Des médias publics affaiblis, des accès des journalistes aux points presse restreints, un reporter étranger expulsé… De retour à la Maison-Blanche depuis le 20 janvier 2025, Donald Trump a multiplié les assauts contre la liberté de la presse. Quatre journalistes touchés par ces décisions témoignent des évolutions de leur métier.

En premier lieu : la suppression des financements de l’US Agency for Global Media (USAGM), maison mère de nombreux médias publics comme la radio Voice of America, opérant notamment dans de nombreux pays autoritaires.

Tout au long de l’année, plusieurs médias ont été ciblés, comme Associated Press dont les journalistes ont été privés d’accès à la Maison-Blanche. Près de 8 000 pages web du gouvernement américain ont été supprimées, privant les journalistes et le public d’informations cruciales sur la santé, la criminalité et de nombreux sujets. Une soixantaine de journalistes ont été refoulés du Pentagone, faute d’avoir accepté de ne relayer que les informations officielles.
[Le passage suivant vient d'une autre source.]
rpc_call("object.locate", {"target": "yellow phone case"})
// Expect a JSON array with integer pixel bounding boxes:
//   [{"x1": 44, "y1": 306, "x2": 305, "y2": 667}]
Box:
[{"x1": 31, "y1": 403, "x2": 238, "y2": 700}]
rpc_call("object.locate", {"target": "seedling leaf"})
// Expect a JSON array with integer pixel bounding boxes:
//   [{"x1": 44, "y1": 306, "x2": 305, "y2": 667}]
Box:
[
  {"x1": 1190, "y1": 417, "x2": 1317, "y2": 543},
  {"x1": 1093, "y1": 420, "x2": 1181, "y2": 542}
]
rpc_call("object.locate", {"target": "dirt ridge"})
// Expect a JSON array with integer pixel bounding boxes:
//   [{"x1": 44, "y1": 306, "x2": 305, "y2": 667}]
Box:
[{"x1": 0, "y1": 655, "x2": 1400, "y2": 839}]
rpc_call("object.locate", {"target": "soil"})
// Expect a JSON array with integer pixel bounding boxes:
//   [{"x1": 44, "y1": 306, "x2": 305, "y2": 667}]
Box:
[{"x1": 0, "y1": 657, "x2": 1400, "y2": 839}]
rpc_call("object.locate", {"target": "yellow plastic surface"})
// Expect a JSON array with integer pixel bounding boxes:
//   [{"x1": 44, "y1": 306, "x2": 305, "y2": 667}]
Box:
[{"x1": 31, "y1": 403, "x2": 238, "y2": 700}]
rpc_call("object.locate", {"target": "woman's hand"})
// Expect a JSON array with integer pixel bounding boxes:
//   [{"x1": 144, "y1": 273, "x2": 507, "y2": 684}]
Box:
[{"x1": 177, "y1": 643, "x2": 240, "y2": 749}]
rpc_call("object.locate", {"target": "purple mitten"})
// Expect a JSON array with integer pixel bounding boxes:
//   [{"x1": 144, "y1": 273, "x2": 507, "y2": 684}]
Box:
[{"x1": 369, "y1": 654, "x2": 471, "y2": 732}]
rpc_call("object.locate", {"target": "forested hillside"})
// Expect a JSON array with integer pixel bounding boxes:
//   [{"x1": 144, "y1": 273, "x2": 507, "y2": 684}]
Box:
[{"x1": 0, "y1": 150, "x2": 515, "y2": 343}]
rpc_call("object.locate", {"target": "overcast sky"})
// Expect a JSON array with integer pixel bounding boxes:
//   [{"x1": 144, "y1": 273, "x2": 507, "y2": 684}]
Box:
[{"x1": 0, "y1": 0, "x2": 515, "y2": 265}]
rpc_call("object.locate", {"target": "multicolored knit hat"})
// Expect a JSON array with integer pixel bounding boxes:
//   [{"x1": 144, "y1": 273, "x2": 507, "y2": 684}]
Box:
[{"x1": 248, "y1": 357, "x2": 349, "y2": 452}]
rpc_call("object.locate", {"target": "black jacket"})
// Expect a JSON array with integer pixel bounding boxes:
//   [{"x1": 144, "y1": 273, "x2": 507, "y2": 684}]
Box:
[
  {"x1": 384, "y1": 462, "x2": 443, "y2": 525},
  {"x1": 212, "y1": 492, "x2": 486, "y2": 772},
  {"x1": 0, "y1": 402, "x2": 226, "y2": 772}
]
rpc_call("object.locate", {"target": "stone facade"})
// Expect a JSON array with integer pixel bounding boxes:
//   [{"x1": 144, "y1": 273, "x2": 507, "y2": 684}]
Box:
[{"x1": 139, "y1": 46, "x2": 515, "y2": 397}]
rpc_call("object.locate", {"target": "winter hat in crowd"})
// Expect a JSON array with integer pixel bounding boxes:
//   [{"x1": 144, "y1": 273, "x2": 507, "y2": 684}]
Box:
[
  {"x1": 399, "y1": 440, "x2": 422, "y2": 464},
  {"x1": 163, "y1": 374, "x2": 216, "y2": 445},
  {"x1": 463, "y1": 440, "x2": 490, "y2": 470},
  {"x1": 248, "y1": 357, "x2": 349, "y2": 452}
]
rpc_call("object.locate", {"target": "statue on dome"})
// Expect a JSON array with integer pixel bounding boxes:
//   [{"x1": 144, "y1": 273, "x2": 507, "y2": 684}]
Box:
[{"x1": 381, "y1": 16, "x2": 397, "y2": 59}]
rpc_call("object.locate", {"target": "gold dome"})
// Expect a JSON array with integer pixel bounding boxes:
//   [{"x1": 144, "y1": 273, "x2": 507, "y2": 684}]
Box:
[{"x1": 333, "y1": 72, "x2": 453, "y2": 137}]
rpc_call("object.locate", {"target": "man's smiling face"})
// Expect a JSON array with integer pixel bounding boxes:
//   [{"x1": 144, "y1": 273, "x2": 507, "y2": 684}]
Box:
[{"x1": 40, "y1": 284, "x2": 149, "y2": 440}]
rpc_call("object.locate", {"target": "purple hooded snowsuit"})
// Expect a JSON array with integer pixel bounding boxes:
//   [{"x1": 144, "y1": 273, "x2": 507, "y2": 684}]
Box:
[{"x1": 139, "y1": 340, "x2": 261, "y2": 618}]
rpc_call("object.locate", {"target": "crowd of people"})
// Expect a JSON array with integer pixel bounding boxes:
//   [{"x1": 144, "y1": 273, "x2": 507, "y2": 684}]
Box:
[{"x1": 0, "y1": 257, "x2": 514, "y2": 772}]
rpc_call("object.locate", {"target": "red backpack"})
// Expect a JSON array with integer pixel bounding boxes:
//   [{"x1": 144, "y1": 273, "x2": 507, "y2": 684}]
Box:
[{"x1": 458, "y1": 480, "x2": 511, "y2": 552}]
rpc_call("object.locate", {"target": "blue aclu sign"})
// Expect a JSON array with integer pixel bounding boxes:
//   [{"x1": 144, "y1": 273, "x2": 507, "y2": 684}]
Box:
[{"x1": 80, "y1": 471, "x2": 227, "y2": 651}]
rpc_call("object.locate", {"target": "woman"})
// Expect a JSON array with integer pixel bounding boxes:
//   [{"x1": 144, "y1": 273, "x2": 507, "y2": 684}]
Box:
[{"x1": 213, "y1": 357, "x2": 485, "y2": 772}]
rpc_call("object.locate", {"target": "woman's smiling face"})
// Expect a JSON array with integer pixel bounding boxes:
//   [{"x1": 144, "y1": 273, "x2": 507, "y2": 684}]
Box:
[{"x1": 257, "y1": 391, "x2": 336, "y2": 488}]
En octobre 2025, un journaliste salvadorien a même été expulsé du pays. Il couvrait les questions migratoires depuis vingt-deux ans sur le sol américain. La multiplicité de mesures agressives envers les médias et les journalistes ont poussé Reporters sans frontières à alerter sur le risque de voir les États-Unis basculer dans l’autoritarisme.

Quatre journalistes installés aux États-Unis et concernés directement par ces mesures témoignent de l’évolution de leur métier en l’espace d’un an.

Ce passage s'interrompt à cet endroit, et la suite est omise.